Sechs Folkeboote mit lauter phantastischen Menschen an Bord sind beste Voraussetzungen für meinen ganz persönlichen Lottogewinn. Den Jackpot knackt Paula: Nach dreißig Meilen, in deren Verlauf Paula keinen Meter aufgeholt hat, begreife ich, warum sie sich heute so zurückhält - sie hat einen ganz großen Auftritt geplant, und zumindest Frieda ist eingeweiht.
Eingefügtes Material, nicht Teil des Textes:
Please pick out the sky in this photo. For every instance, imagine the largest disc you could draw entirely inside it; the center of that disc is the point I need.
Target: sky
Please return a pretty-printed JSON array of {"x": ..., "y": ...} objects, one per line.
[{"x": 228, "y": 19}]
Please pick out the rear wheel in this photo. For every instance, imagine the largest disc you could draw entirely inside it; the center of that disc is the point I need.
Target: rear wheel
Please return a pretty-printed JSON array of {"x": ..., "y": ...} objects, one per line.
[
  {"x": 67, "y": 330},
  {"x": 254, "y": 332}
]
Vorfreudig reibe ich mir die Hände, denn ich ahne, dass es gleich verblüffte Gesichter gibt und wir anschließend beweisen werden: Nur weil eine Sache unmöglich ist, heißt das noch lange nicht, dass sie nicht klappt.

Juni 2022

Die Teddys haben sich während der Reise erstmals auf offenem Wasser aus dem Cockpit gewagt. Der kleine hat fürs Foto sogar mutig einige Minuten auf dem Baum in einer Falte des Großsegels ausgeharrt. Relativ früh morgens sind wir in Stagodde ausgangs des Haderslev Fjords gestartet. Paula wie üblich als Letzte der sechsbötigen Flottille, die Gäste nehmen gerne ein bisschen Händchenhalten an der Vorleine und einen rübergerufenen schlauen Tipp in Anspruch. In den letzten sechser Böen des nächtlichen Gepustes lassen wir uns dann mit Ablegen und Segelsetzen Zeit: Erstmal entlang der Sorgleine aus der Box, dann Segel hoch, Großschot passig belegt. Schließlich sage ich: „Ich fange an, dann bist du dran, Paulchen“. Ich löse die Vorleine und laufe ich mit dem Heckpfahl im Arm ein paar Meter los, bevor ich uns seitlich wegstoße. Das Segel kriegt Druck, Paula saust los, und ich ziehe schnell noch die Fock hinterher. Es ist immer wieder ein wunderbares Erlebnis, wenn das Boot einfach so lossegelt, und der Eigner, der die Voraussetzungen dafür geschaffen hat, erledigt jetzt eben den Rest, bevor er es sich in der Sicherheit des tiefen Cockpits gemütlich macht.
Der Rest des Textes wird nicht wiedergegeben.